Além disso, entre as leituras do profeta Isaías e a narrativa de São João, insere-se a leitura da carta aos Hebreus 4,14-16; 5,7-9, em que o autor apresenta Jesus, Filho de Deus, na qualidade de Sumo e único Sacerdote. Todavia, esse Sacerdote não está distante dos homens para que “não saiba compadecer-se de nossas enfermidades, e de nossas fraquezas, uma vez que, assumindo a nossa semelhança, experimentou em tudo a condição humana, exceto o pecado”: na realidade, na provação de sua entrega ao Pai, sobretudo na hora da sua Paixão, experimentou na sua carne inocente as asperezas e o sofrimento, as angústias e as fraquezas da natureza humana. No entanto, Jesus “nos dias de sua vida mortal, ofereceu orações e súplicas, com fortes gemidos e lágrimas, a quem podia libertar-nos da morte”. É na agonia do Getsêmani que Jesus exclama: “Abba, ó Pai” e “se te é possível, afasta de mim este cálice! Porém, que não se faça o que eu quero, mas o que tu queres”, e na obediência à vontade do Pai, entrega-se à morte e morte de Cruz (expressão mais ignominiosa e desprezível reservada ao pior dos homens). Assim, depois de haver experimentado suas amarguras e sofrimentos, é libertado pela Ressurreição, tornando-se causa de Salvação eterna a todos os que lhe obedecem. Obedecer a Cristo, Sacerdote e Vítima, significa aceitar com ele a nossa Cruz (a cruz de cada dia, que se realiza plenamente na doação, no perdão, na reconciliação) abandonando-nos à vontade do Pai, pois ele mesmo diz: “Pai nas tuas mãos entrego meu espírito”.
Para finalizar nossa reflexão, a Igreja segue o mesmo caminho do Salvador, que após ter chorado a sua morte, rejubila-se em hinos de louvor e se prostra em adoração, dizendo: “Adoramos vossa Cruz, ó Senhor. Louvamos e glorificamos vossa santa ressurreição, pois é só pela Cruz que entrou a alegria para todo o mundo” (cruz: loucura para os gentios e escândalo para os judeus, mas para aqueles que amam a Deus é sinal de salvação). É com esse mesmo sentimento que a liturgia desta Sexta-Feira Santa convida os fiéis a alimentarem-se da Eucaristia, alimento de vida eterna, que hoje de maneira muito especial resplandece na sua realidade de memorial da morte do Senhor.

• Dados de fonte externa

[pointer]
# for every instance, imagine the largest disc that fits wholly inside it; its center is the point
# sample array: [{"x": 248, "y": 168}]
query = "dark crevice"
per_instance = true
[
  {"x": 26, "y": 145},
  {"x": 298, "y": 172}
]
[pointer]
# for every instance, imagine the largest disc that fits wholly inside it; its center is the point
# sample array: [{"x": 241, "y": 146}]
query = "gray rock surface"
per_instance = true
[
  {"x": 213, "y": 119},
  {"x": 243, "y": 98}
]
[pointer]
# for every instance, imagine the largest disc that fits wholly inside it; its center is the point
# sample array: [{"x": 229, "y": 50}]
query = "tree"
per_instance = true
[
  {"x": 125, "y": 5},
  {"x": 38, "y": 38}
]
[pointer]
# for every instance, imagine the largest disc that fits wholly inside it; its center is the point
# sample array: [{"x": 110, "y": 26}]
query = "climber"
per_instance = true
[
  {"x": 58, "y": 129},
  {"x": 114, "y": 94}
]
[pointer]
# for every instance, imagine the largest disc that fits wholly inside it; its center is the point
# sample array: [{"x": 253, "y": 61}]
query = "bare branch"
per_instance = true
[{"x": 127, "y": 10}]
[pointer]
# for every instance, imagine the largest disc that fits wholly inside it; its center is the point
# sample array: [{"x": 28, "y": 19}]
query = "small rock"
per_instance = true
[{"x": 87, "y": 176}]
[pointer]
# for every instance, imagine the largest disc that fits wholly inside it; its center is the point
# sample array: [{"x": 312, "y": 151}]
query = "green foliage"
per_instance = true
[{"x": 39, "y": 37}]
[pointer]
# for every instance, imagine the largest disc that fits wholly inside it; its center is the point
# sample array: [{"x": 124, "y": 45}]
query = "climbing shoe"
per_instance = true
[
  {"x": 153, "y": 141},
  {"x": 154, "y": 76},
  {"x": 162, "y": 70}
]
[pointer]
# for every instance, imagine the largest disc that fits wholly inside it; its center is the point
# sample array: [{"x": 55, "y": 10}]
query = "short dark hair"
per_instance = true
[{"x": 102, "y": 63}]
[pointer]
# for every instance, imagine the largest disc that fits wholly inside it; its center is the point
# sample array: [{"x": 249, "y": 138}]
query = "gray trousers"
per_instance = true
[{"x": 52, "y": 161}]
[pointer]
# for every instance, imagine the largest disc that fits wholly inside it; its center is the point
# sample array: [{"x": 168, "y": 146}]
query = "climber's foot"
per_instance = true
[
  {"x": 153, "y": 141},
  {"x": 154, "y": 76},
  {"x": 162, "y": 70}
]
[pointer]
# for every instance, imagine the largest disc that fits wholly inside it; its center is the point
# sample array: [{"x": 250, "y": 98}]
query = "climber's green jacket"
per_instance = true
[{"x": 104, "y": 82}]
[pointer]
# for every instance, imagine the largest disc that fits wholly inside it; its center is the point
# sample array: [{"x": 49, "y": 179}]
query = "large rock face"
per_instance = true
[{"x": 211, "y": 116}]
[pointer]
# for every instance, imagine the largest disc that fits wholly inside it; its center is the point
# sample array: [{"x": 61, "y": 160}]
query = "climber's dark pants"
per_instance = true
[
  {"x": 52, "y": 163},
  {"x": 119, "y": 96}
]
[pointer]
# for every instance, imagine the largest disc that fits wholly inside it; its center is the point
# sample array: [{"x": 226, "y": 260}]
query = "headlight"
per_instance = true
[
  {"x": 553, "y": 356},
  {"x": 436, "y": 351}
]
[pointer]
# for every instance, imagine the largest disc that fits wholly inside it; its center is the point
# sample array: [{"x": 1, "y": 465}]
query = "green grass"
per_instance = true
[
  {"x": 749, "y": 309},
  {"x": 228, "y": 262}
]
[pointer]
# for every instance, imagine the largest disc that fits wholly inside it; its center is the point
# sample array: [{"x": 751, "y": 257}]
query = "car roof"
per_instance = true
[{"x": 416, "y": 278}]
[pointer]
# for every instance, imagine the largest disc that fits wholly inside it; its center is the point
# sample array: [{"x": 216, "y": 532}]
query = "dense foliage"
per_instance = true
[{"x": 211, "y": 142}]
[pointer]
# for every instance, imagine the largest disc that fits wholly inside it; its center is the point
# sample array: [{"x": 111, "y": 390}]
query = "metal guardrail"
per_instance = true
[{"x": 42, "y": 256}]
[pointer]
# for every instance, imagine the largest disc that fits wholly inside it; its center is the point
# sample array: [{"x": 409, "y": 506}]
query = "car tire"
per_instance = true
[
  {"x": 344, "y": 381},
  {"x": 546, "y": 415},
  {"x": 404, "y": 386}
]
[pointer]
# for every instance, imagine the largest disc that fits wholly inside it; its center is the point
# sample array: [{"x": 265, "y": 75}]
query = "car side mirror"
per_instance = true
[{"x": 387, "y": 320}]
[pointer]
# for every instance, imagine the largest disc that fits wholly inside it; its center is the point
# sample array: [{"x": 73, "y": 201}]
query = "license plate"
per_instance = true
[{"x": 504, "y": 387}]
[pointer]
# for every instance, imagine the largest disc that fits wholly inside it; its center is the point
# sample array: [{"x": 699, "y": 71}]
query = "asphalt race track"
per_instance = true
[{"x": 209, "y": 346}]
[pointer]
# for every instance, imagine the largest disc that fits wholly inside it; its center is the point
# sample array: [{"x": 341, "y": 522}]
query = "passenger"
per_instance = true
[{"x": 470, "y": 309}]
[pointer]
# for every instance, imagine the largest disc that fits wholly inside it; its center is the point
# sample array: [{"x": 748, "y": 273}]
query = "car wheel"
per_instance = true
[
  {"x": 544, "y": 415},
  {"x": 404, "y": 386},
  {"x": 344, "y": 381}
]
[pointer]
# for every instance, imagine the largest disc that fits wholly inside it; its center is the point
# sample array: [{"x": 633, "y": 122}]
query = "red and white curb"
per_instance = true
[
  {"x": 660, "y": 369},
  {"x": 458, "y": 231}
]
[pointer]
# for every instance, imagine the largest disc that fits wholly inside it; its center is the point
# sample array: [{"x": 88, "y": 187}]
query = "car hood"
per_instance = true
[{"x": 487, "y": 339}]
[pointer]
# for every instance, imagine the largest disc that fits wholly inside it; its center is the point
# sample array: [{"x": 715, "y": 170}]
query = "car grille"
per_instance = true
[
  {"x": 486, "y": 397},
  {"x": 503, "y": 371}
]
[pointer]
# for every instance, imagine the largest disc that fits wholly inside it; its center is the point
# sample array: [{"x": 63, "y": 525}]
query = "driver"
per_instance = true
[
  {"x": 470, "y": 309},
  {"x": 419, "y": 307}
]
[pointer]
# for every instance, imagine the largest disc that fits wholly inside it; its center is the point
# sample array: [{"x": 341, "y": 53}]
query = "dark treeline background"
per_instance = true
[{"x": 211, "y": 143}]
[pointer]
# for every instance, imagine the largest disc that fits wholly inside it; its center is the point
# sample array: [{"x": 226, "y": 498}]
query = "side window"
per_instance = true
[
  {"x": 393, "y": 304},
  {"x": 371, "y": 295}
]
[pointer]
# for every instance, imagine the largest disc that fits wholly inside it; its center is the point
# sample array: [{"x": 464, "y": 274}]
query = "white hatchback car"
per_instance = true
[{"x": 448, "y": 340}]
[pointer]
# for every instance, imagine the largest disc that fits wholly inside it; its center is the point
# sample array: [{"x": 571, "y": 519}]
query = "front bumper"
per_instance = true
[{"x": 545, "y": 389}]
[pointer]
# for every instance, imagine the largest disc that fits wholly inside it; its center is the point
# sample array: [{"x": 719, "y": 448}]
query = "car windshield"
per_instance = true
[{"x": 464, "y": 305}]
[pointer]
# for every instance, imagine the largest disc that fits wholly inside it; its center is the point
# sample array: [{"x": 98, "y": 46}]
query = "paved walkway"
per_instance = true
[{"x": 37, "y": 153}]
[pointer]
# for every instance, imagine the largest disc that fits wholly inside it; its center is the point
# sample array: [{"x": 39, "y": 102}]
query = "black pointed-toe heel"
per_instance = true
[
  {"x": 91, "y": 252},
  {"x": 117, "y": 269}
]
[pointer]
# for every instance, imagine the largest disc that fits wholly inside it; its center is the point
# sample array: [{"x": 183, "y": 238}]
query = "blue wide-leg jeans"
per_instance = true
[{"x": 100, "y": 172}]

Caros irmãos e irmãs, que ressoem em nossos corações as palavras de Jesus: “Isto é o meu corpo que é dado por vós: fazei isto em memória de mim”. E acrescenta São Paulo na carta aos 1ªCoríntios 11,26: “Todas as vezes que comerdes deste pão e beberdes deste cálice, anunciareis a morte do Senhor, até que ele venha”.